Without that movement, Sturridge wouldn't have scored.

Following up a shot is one of the most basic tenets that youngsters are taught when learning the game, yet somewhere in the midst of tactics and player roles, it seems that such a simple value is lost.

Perhaps because of a player not wanting to get caught out of position, or perhaps because of a lack of instinct to do so, Liverpool have not had a player automatically follow up a shot like that since Dirk Kuyt left, and before him perhaps since Robbie Fowler's second stint came to an end.

Such a simple manoeuvre, but one which has already yielded a goal for the new No. 15 in just one half of league football.

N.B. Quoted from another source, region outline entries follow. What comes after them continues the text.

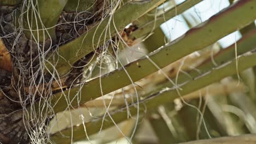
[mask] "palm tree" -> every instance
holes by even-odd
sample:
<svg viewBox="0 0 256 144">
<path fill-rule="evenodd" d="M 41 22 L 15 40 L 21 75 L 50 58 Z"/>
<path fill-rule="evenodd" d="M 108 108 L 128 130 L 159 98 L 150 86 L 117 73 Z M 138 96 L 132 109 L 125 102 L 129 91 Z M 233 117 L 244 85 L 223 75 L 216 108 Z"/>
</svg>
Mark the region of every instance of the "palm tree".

Continuing to do it will doubtless hand him another chance on a plate before the end of the season; hopefully one which next time contributes to winning points.

Sturridge also gave the first tantalising glimpses of his potential link-up with Luis Suarez.

The two formed an immediate partnership of sorts, trading passes within five yards inside the penalty box and also over a much longer distance. At one point, Suarez found the substitute with a glorious 40-yard cross-field pass which led to a shooting chance.

A massive part of deciphering how Liverpool play and attack going forward will be to determine the new role of Suarez.

As Suarez is the team's top scorer and responsible for much of the Reds' attacking creativity, Brendan Rodgers will not want to move him too far from the front line—though there are benefits to moving him from the centre-forward role, as shown by the continued presence of first Sturridge and later Fabio Borini in the centre.

Liverpool did look more threatening when Suarez was free to drift and roam, leaving one of the others as the focal point, but half an hour is no time at all to make an accurate appraisal of the situation.

Even so, as Borini returns to fitness and Sturridge continues to bed into the team, the manager will be quietly pleased that even though defeat resulted at Old Trafford, his attacking options are looking decidedly more varied and exciting than they were a month ago.

A defeat at Old Trafford, taken in isolation, won't affect the outcome of Liverpool's entire campaign too much. But having a trio of forwards who can play with each other, score goals and work hard to keep the ball in the final third...that could be the difference between another eighth-place finish and real, tangible progress by the end of the season.